Cebit
Vergebene Chancen

Es ist „Cebit-Time“, die Informationstechnologie und Telekommunikation stehen wieder im Rampenlicht. Für die deutsche IT-Branche ist das eine riesige Chance. Es ist aber auch eine Pflicht. Doch der werden wir in keiner Weise gerecht.

Ab morgen steht sie wieder im Rampenlicht, die Informationstechnologie und Telekommunikation. Es ist "Cebit-Time". Für die deutsche IT-Branche ist das eine riesige Chance. Es ist aber auch eine Pflicht. Doch der werden wir in keiner Weise gerecht. Statt einer der größten deutschen Branchen mit fast 800 000 Beschäftigten eine entsprechende Wertschätzung zuteil werden zu lassen, reden wir den Tod der Cebit herbei, nur weil ein paar Branchengrößen wie Nokia ihre Teilnahme verweigern.

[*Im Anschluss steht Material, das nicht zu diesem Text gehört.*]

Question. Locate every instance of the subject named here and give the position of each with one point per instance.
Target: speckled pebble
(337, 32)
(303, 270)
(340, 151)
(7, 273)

Die Cebit ist der Spiegel unserer heimischen Industrie. Wenn wir weiter so fahrlässig mit ihr umgehen, vertun wir leichtfertig die Chancen in dieser so wichtigen Zukunftstechnologie. Das beginnt schon mit der Infrastruktur. Nach Analysen der OECD haben gerade 15 von 100 Bundesbürgern einen Breitbandzugang (DSL) zum Internet. In den Niederlanden oder Dänemark sind es doppelt so viele. Gerade die schnöden Datenleitungen sind aber entscheidend für neue Geschäftsideen. Die gibt es zwar reichlich, doch leider vor allem jenseits der deutschen und europäischen Grenzen. Natürlich, die Probleme sind erkannt. Bundeskanzlerin Angela Merkel hat die IT-Branche persönlich auf ihre Agenda gesetzt. Doch so schön Fördermittel auch sein mögen, mit klassischer Industriepolitik kommt man in der High-Tech-Szene nicht weiter. Es geht um Innovationen und um ihre schnelle und gelungene Umsetzung in marktfähige Produkte. Erfolgsgeschichten wie Google oder Wikipedia sind in privaten Garagen und nicht durch staatliche Initiative entstanden.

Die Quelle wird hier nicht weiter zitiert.